Nuclear factor erythroid 2-related factor 2 (NRF2), also known as nuclear factor erythroid-derived 2-like 2, is a transcription factor that in humans is encoded by the NFE2L2 gene. [5] NRF2 is a basic leucine zipper (bZIP) protein that may regulate the expression of antioxidant proteins that protect against oxidative damage triggered by injury and inflammation, according to preliminary research. [6] In vitro, NRF2 binds to antioxidant response elements (AREs) in the promoter regions of genes encoding cytoprotective proteins. [7] NRF2 induces the expression of heme oxygenase 1 in vitro leading to an increase in phase II enzymes. [8] NRF2 also inhibits the NLRP3 inflammasome. [9]
NRF2 appears to participate in a complex regulatory network and performs a pleiotropic role in the regulation of metabolism, inflammation, autophagy, proteostasis, mitochondrial physiology, and immune responses. [10] Several drugs that stimulate the NFE2L2 pathway are being studied for treatment of diseases that are caused by oxidative stress. [6] [11]
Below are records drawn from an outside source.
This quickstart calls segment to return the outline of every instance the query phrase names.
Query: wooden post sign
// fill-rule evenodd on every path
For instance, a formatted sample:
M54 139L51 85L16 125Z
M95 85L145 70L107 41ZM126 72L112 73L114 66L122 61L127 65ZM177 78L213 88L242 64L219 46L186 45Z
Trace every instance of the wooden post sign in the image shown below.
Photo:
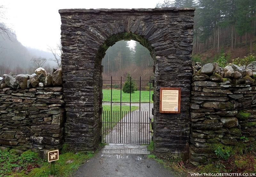
M48 162L59 160L59 149L48 152Z
M48 161L51 162L51 174L54 175L55 173L55 161L59 160L59 149L48 152Z
M159 112L180 113L181 88L160 88Z

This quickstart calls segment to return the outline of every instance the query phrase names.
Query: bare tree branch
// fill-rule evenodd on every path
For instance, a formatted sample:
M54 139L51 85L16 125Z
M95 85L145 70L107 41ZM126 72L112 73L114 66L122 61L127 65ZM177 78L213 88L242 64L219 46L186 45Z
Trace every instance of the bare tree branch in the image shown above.
M62 54L62 50L61 50L61 44L60 42L60 44L57 44L57 48L52 48L49 46L49 48L48 49L48 50L54 56L54 58L50 58L49 60L53 61L54 62L57 63L59 67L61 67L61 55Z
M0 6L0 20L6 18L4 15L4 7L3 5ZM0 21L0 35L4 40L8 39L11 40L10 36L14 34L14 33L11 29L7 26L3 22Z
M46 59L45 58L40 57L38 58L33 57L31 60L34 66L38 68L43 67L44 64L46 62Z

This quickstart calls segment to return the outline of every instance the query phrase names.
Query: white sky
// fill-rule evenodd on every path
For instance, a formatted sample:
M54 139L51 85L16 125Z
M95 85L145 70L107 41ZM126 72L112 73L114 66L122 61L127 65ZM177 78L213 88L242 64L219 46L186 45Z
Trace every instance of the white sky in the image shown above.
M160 1L162 3L163 0ZM47 51L60 38L59 9L155 8L158 0L1 0L5 19L24 46Z

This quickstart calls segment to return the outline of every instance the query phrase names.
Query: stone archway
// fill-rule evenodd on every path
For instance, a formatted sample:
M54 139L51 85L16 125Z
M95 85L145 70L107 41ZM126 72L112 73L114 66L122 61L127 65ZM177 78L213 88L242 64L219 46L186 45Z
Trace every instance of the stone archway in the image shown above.
M123 39L139 42L154 59L154 141L164 157L188 158L194 9L63 9L60 15L65 138L75 151L93 149L100 139L101 63ZM181 113L159 112L160 87L181 88Z

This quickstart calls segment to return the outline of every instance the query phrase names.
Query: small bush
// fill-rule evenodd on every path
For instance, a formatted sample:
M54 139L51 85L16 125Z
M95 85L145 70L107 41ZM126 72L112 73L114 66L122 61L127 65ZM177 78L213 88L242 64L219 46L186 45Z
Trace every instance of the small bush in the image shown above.
M239 57L233 60L232 63L238 66L247 66L252 61L256 60L256 56L255 54L250 54L247 57L244 57L243 58L240 58Z
M133 93L138 90L137 86L134 81L132 81L132 77L129 74L127 74L126 77L127 80L124 82L122 90L125 93Z
M225 58L225 54L221 53L219 57L219 59L216 60L216 62L218 64L219 66L222 68L225 67L227 66L227 59Z

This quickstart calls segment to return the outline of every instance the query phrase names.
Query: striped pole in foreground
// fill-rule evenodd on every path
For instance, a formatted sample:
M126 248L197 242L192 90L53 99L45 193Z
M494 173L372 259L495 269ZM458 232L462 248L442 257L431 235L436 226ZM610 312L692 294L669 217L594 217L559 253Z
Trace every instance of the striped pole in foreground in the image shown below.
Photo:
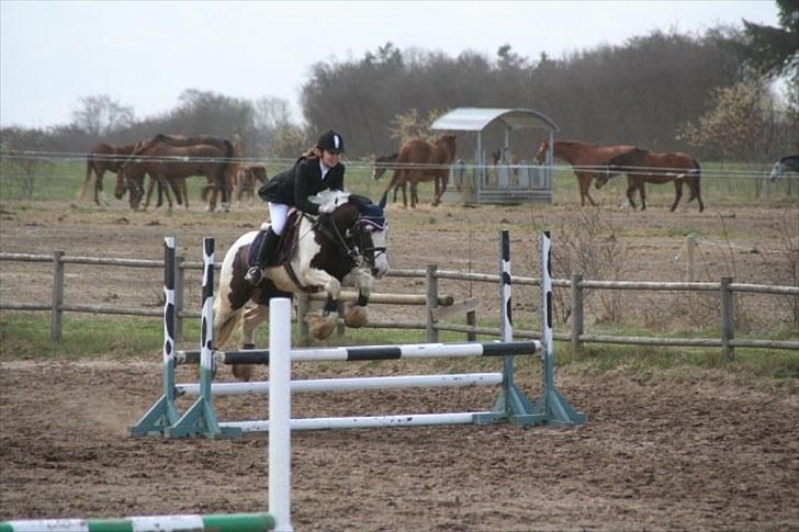
M269 301L269 511L274 529L291 532L291 299ZM209 392L210 393L210 392Z
M274 519L269 513L32 519L0 522L0 532L262 532L273 528Z

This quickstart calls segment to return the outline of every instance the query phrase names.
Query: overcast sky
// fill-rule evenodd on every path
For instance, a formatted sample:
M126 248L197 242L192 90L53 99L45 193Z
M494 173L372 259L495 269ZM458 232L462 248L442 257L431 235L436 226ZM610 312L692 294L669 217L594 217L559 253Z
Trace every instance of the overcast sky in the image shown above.
M359 59L389 41L403 50L491 58L507 43L534 59L621 45L656 29L741 27L742 19L777 25L776 3L0 0L0 124L67 124L78 100L97 94L143 118L175 107L185 89L278 97L297 113L313 64Z

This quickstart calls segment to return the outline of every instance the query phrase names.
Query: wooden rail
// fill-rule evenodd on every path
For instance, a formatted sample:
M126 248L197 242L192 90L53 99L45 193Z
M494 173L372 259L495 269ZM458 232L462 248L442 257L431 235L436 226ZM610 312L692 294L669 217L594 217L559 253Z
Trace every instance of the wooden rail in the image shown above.
M61 318L64 313L111 314L125 316L160 317L162 310L142 308L121 308L108 305L88 305L66 303L64 301L64 279L66 264L98 264L126 268L162 269L162 260L114 259L98 257L65 256L63 251L48 254L29 253L0 253L0 261L16 262L50 262L53 263L53 296L47 303L32 302L0 302L0 309L7 310L49 310L52 312L50 337L54 341L61 338ZM220 264L216 265L220 268ZM183 308L184 272L187 270L202 270L201 262L184 261L178 257L176 263L176 333L180 338L183 318L198 318L200 313L185 312ZM426 294L372 294L371 304L386 305L424 305L426 307L425 321L416 322L384 322L370 321L365 327L375 329L417 329L426 330L427 341L438 341L439 331L463 332L468 340L474 341L477 335L499 336L498 327L479 327L476 325L476 308L479 302L465 301L455 303L452 296L441 295L438 290L439 280L472 281L485 283L499 283L499 275L438 270L435 264L426 269L393 270L389 276L415 278L426 280ZM538 278L514 276L514 284L538 285ZM648 281L590 281L582 275L574 275L571 280L552 280L552 285L571 290L572 328L567 333L556 333L556 340L571 341L575 348L584 343L615 343L628 346L675 346L675 347L712 347L721 348L725 360L734 358L735 348L754 349L785 349L799 350L799 341L780 341L764 339L736 339L734 330L734 293L773 294L799 297L799 286L775 286L750 283L735 283L732 278L722 278L720 282L648 282ZM718 338L659 338L659 337L628 337L594 335L584 330L584 291L585 290L635 290L635 291L668 291L668 292L716 292L720 297L720 336ZM353 299L353 292L344 292L344 298ZM315 299L311 296L310 299ZM302 302L302 299L301 299ZM307 307L307 301L301 303ZM443 310L444 307L452 307ZM453 314L465 314L466 325L447 324L442 319ZM302 329L301 320L301 329ZM344 329L339 325L339 332ZM540 338L540 333L531 330L514 330L518 338Z

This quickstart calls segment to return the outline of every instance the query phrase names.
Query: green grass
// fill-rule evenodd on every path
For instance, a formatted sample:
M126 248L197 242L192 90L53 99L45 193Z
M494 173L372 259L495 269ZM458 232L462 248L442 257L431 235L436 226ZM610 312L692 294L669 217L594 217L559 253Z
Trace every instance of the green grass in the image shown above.
M391 179L386 173L380 181L372 179L372 168L367 161L345 160L347 165L346 185L352 192L378 200ZM267 174L272 177L285 170L279 165L267 165ZM82 160L36 162L24 166L15 160L0 161L0 201L72 201L83 179L86 166ZM702 197L708 207L733 205L796 205L799 202L799 183L794 186L791 196L787 196L787 180L777 183L764 183L762 176L768 169L762 165L745 163L702 163ZM103 179L103 190L106 196L113 197L116 176L106 172ZM204 180L196 178L188 181L190 195L193 201L199 197L200 188ZM26 185L30 185L26 188ZM756 195L756 188L762 185L761 197ZM93 183L87 191L91 197ZM27 196L27 190L33 196ZM603 205L618 205L624 197L627 179L623 177L611 179L608 184L597 191L592 188L590 194ZM651 205L668 206L674 199L674 186L650 185L649 201ZM425 183L419 186L423 202L432 200L432 185ZM553 197L556 204L573 204L579 201L577 179L572 170L559 163L553 180ZM687 192L683 201L687 200ZM638 201L638 199L637 199Z
M49 318L43 314L0 315L0 361L19 359L144 358L160 360L162 331L153 318L67 318L63 340L49 339ZM199 349L196 324L187 322L178 349ZM488 341L479 337L479 341ZM423 330L347 329L315 346L397 344L425 342ZM465 341L463 333L442 332L439 341ZM266 328L258 346L268 346ZM799 394L799 353L796 351L738 349L735 360L723 361L719 349L586 344L575 352L567 342L555 342L556 364L589 375L628 375L637 381L668 378L675 382L714 380L746 387L781 389ZM379 362L375 362L379 364ZM435 361L436 371L488 371L493 361L469 359L455 363ZM537 364L533 364L537 367ZM533 378L538 370L525 364L519 378ZM492 370L493 371L493 370ZM531 374L532 372L532 374Z

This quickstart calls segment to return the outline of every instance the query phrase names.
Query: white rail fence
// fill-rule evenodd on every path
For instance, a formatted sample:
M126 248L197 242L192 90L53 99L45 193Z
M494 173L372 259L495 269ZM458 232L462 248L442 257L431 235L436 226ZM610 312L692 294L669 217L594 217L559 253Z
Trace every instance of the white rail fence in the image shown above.
M65 301L65 270L67 264L95 264L105 267L125 268L149 268L164 269L164 260L144 259L113 259L100 257L66 256L63 251L55 251L53 254L29 254L29 253L0 253L0 261L16 262L49 262L53 264L53 291L49 302L9 302L0 301L0 310L45 310L52 313L50 338L59 341L63 335L63 318L65 313L83 314L108 314L124 316L146 316L160 318L160 308L124 308L120 306L71 303ZM220 264L215 265L217 269ZM185 318L200 317L199 312L187 312L183 305L184 275L188 270L202 270L201 262L184 261L178 258L176 261L176 336L181 338L182 320ZM498 284L498 274L470 273L460 271L439 270L437 265L429 264L426 269L418 270L394 270L390 276L425 279L426 294L372 294L370 304L390 305L424 305L424 321L395 322L371 320L365 327L374 329L417 329L425 330L428 342L437 342L439 331L463 332L469 341L474 341L476 335L495 336L500 335L498 327L481 327L476 321L476 299L453 302L452 296L439 293L439 280L455 280L469 282L484 282ZM514 276L514 284L538 285L538 278ZM554 339L570 341L575 348L585 343L615 343L627 346L663 346L663 347L701 347L721 348L725 360L734 358L735 348L754 349L785 349L799 350L799 341L768 340L768 339L736 339L735 338L735 293L756 293L791 296L799 298L799 286L776 286L764 284L735 283L733 278L724 276L719 282L645 282L645 281L590 281L584 280L582 275L573 275L569 280L553 280L554 287L569 288L571 291L572 317L571 330L564 333L555 333ZM661 337L630 337L595 335L585 331L584 327L584 291L585 290L608 290L608 291L669 291L669 292L714 292L719 294L720 316L719 336L714 338L661 338ZM355 294L344 293L344 298ZM307 296L306 296L307 297ZM308 301L301 297L297 302L299 315L304 315ZM312 296L311 299L314 297ZM465 324L448 324L444 319L452 316L465 315ZM300 335L307 335L305 324L301 320ZM344 325L339 324L339 332L342 332ZM540 332L532 330L515 331L518 338L540 339Z

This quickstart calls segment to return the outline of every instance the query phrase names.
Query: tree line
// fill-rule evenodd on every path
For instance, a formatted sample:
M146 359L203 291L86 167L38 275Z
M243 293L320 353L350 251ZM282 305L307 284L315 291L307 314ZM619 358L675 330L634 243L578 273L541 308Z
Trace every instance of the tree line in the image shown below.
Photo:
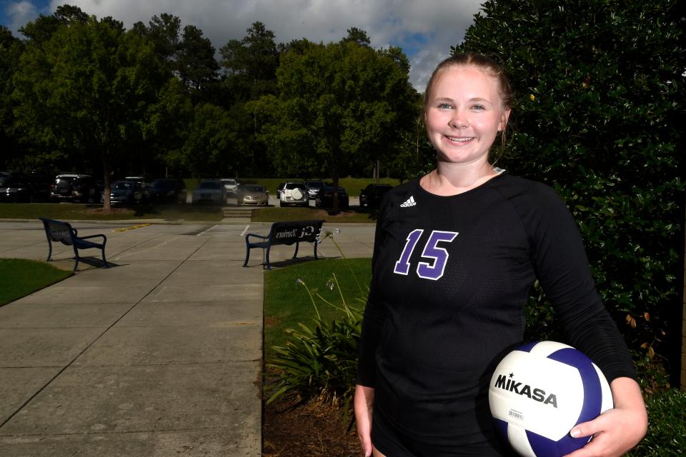
M0 28L4 169L194 177L411 173L419 94L399 48L277 43L254 23L219 52L169 14L126 30L57 7ZM416 141L415 141L416 143Z

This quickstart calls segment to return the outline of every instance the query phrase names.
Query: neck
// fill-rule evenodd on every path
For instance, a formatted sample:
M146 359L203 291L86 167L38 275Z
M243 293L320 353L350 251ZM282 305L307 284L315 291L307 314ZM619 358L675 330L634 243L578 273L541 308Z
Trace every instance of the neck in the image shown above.
M457 195L481 186L497 174L487 161L478 165L439 161L437 168L424 176L419 184L436 195Z

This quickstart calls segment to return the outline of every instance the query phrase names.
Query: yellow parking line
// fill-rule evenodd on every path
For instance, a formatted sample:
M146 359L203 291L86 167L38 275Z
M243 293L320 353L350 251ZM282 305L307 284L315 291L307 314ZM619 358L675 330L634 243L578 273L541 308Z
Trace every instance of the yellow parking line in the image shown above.
M150 225L149 224L141 224L137 226L131 226L130 227L124 227L123 228L115 228L112 231L126 231L127 230L133 230L134 228L140 228L141 227L145 227L146 226Z

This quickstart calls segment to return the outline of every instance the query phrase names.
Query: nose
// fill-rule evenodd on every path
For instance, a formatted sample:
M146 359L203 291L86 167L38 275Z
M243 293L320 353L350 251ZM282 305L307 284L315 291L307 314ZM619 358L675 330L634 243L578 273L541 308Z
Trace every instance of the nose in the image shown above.
M464 129L469 125L469 118L463 110L456 109L453 111L448 125L453 129Z

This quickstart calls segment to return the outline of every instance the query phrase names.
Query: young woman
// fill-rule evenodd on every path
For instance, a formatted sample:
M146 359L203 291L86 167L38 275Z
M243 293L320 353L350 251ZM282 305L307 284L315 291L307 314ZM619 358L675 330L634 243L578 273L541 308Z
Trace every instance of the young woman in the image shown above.
M455 56L424 97L437 168L387 193L377 225L354 398L364 455L512 454L492 429L488 382L522 341L536 278L615 402L570 431L594 436L570 456L621 455L645 433L645 408L575 223L550 188L489 162L496 139L504 144L506 76L487 57Z

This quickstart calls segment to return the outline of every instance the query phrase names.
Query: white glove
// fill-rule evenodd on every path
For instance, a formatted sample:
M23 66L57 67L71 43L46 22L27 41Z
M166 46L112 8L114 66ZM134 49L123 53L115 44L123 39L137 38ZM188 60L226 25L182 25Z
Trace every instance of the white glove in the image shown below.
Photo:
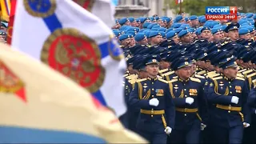
M232 96L231 102L234 104L238 104L239 101L239 98L237 96Z
M186 98L186 103L191 105L194 102L194 98L188 97Z
M246 128L250 126L250 123L247 123L247 122L242 122L242 125Z
M206 125L201 123L201 130L205 130L206 127Z
M150 100L150 105L158 106L159 105L159 101L158 98L152 98Z
M171 133L172 129L169 126L166 126L165 132L166 134L170 134Z

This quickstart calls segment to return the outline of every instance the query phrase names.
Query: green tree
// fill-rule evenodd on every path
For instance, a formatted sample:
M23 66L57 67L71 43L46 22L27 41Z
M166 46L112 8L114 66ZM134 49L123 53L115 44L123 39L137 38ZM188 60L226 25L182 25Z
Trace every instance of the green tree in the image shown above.
M164 4L176 14L180 11L180 4L176 5L174 0L165 0ZM206 6L238 6L242 7L239 12L256 13L255 0L183 0L182 10L190 14L203 15Z

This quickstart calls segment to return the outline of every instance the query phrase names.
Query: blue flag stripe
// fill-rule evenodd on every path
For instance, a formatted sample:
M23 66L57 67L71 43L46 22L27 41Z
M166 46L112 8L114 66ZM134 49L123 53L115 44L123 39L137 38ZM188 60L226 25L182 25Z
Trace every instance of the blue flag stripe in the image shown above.
M0 143L106 143L86 134L3 126L0 138Z

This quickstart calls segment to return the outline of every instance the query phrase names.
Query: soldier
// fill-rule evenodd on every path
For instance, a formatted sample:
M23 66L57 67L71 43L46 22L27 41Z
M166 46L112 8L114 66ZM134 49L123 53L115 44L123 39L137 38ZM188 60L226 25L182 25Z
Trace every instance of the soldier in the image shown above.
M223 76L209 82L208 101L216 105L211 117L213 137L218 143L242 143L243 129L250 126L248 89L245 79L237 77L234 58L222 62Z
M191 62L190 58L182 57L171 67L178 78L170 81L176 119L168 143L199 143L201 128L205 127L201 118L206 114L203 85L200 79L190 78Z
M150 143L166 143L175 118L168 82L157 78L159 61L159 56L147 57L148 78L137 81L129 98L130 106L141 109L138 133Z

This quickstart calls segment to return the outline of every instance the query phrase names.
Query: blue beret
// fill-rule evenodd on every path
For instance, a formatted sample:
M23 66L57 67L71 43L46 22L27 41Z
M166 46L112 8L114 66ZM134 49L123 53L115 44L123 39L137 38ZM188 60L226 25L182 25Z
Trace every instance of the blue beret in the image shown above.
M176 33L179 33L179 32L182 31L182 30L183 30L182 28L177 28L177 29L174 30L174 31L175 31Z
M177 34L175 31L174 31L174 30L170 31L170 32L168 32L168 33L166 34L166 38L167 38L167 39L170 39L170 38L174 37L174 36L177 35L177 34Z
M238 23L230 23L230 25L228 25L226 29L225 29L225 32L227 33L230 30L238 30L239 28L239 24Z
M160 27L158 31L163 31L163 32L166 32L167 29L164 28L164 27Z
M119 19L118 22L120 25L123 25L125 24L127 21L129 21L129 19L127 18L123 18Z
M150 64L157 64L161 61L161 58L159 55L149 55L146 58L146 65L150 65Z
M178 22L182 18L183 18L183 17L182 15L178 15L174 19L174 22Z
M253 32L255 30L253 26L247 26L246 28L250 30L250 33Z
M120 35L119 41L122 41L122 40L127 39L129 38L130 38L130 35L129 34L124 34Z
M202 33L203 30L206 30L210 31L210 27L208 27L208 26L203 26L202 29L201 30L201 33Z
M148 26L150 24L150 22L144 22L143 25L142 25L142 27L143 27L144 29L146 29L147 26Z
M246 34L247 33L250 33L250 30L248 29L246 29L246 28L240 28L238 30L238 34Z
M171 68L174 70L178 70L181 68L191 66L192 61L188 57L181 57L179 58L176 58L176 60L172 63Z
M178 36L179 38L183 37L184 35L189 34L189 31L187 30L182 30L182 31L180 31L178 34Z
M130 21L130 22L133 22L135 21L135 18L129 18L128 19L129 19L129 21ZM135 21L135 22L136 22L136 21Z
M161 35L161 33L159 33L158 31L150 31L150 34L148 38L155 37L157 35Z
M174 27L174 28L178 28L179 26L182 26L182 23L174 23L171 27Z
M135 35L135 41L136 42L140 42L142 39L144 39L145 38L146 38L146 34L144 33L138 33Z
M204 23L206 22L206 17L202 17L200 20L199 20L200 23Z
M219 32L219 31L222 31L222 30L220 27L213 28L211 30L211 34L214 34Z
M197 17L196 15L191 15L191 16L190 17L190 20L195 20L195 19L198 19L198 17Z

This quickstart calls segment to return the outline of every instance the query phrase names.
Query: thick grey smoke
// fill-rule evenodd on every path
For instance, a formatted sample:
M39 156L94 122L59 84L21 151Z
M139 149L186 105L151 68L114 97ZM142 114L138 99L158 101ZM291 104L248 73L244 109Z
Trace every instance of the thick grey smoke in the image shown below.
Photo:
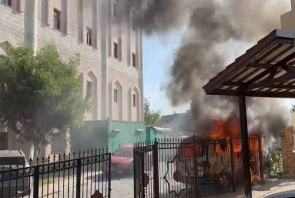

NRF2 is a basic leucine zipper ( bZip) transcription factor with a Cap “n” Collar (CNC) structure. [5] NRF2 possesses seven highly conserved domains called NRF2-ECH homology (Neh) domains. The Neh1 domain is a CNC-bZIP domain that allows Nrf2 to heterodimerize with small Maf proteins ( MAFF, MAFG, MAFK). [12] The Neh2 domain allows for binding of NRF2 to its cytosolic repressor Keap1. [13] The Neh3 domain may play a role in NRF2 protein stability and may act as a transactivation domain, interacting with component of the transcriptional apparatus. [14] The Neh4 and Neh5 domains also act as transactivation domains, but bind to a different protein called cAMP Response Element Binding Protein ( CREB), which possesses intrinsic histone acetyltransferase activity. [13] The Neh6 domain may contain a degron that is involved in a redox-insensitive process of degradation of NRF2. This occurs even in stressed cells, which normally extend the half-life of NRF2 protein relative to unstressed conditions by suppressing other degradation pathways. [15] The "Neh7" domain is involved in the repression of Nrf2 transcriptional activity by the retinoid X receptor α through a physical association between the two proteins. [16]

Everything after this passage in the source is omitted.